Galileo hoped his old friend Pope Urban would help him, and in the end, he did. Galileo was placed under house arrest rather than prison. Having avoided burning at the stake, one could say he got off with a mere slap on the wrist. He was forced to retire to his estate in Florence, a defeated and dejected man. In his own house, he could neither write, teach, nor travel without the Church’s express permission. Nevertheless, while under house arrest he wrote one of his finest works, Two New Sciences, which he had published in Holland to avoid the censor. It was in Florence he remained till his death in 1642 at the age of 78.
The Catholic Church finally lifted the ban on all of Galileo’s works over a century later in 1758 by Pope Benedict XIV. In 1992, Pope John Paul II admitted that Galileo Galilei was wrongly charged and regretted the astronomer’s treatment by the Roman Catholic Church. Perhaps as a posthumous consolation, NASA named a Jupiter probe in his honor. The sturdy satellite thoroughly explored the giant planet in 1995, including the four famous moons discovered by the astronomer – Io, Europa, Ganymede, and Callisto.

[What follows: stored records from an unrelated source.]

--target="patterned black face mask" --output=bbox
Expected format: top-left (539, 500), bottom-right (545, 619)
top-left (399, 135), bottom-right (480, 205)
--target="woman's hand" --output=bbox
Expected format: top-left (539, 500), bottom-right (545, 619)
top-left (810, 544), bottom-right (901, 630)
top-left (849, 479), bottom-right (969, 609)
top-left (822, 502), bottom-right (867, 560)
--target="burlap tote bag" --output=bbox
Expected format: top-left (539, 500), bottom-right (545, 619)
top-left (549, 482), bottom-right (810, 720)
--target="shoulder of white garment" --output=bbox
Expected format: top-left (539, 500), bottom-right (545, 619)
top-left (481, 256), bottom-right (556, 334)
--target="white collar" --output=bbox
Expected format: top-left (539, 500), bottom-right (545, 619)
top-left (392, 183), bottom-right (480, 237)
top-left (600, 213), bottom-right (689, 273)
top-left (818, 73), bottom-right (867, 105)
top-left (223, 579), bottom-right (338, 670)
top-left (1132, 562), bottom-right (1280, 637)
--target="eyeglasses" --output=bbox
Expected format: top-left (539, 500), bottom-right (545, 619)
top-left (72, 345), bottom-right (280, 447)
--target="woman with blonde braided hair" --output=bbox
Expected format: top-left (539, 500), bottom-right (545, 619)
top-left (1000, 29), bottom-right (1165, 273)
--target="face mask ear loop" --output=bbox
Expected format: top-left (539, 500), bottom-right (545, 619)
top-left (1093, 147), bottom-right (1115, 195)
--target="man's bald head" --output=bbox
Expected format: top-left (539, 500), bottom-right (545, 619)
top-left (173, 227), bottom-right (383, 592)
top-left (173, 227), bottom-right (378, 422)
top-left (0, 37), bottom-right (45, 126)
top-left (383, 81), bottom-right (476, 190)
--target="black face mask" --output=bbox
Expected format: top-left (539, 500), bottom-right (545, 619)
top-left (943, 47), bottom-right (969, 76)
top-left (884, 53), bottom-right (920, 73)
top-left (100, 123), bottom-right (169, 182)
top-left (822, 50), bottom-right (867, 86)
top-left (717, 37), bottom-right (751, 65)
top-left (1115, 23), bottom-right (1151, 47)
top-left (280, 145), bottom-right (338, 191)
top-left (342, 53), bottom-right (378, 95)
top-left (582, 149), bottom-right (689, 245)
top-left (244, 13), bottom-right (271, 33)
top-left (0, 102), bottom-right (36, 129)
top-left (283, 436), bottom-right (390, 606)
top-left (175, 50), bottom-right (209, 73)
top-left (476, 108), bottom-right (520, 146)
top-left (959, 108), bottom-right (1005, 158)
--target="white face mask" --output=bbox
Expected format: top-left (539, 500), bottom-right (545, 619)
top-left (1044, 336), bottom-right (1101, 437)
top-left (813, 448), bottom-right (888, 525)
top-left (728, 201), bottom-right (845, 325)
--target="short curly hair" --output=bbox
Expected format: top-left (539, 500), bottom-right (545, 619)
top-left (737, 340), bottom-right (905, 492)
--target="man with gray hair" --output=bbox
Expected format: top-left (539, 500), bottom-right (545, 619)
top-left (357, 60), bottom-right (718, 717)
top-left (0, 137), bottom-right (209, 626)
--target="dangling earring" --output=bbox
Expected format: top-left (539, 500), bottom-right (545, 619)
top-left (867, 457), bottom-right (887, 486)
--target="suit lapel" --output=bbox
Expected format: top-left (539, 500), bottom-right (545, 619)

Unfortunately, science deniers still exist in our culture even today, centuries after the cruel Inquisition, often in positions of political or religious power. Disputed subject can range from such hot topics as vaccines to evolution to climate change. Deniers and conspiracy theorists continue to stubbornly refute the basic laws of science and Mother Nature, at their own, and often, our risk. But Mother Nature, like Galileo Galilei, has a stubborn way of proving them all wrong, in the end.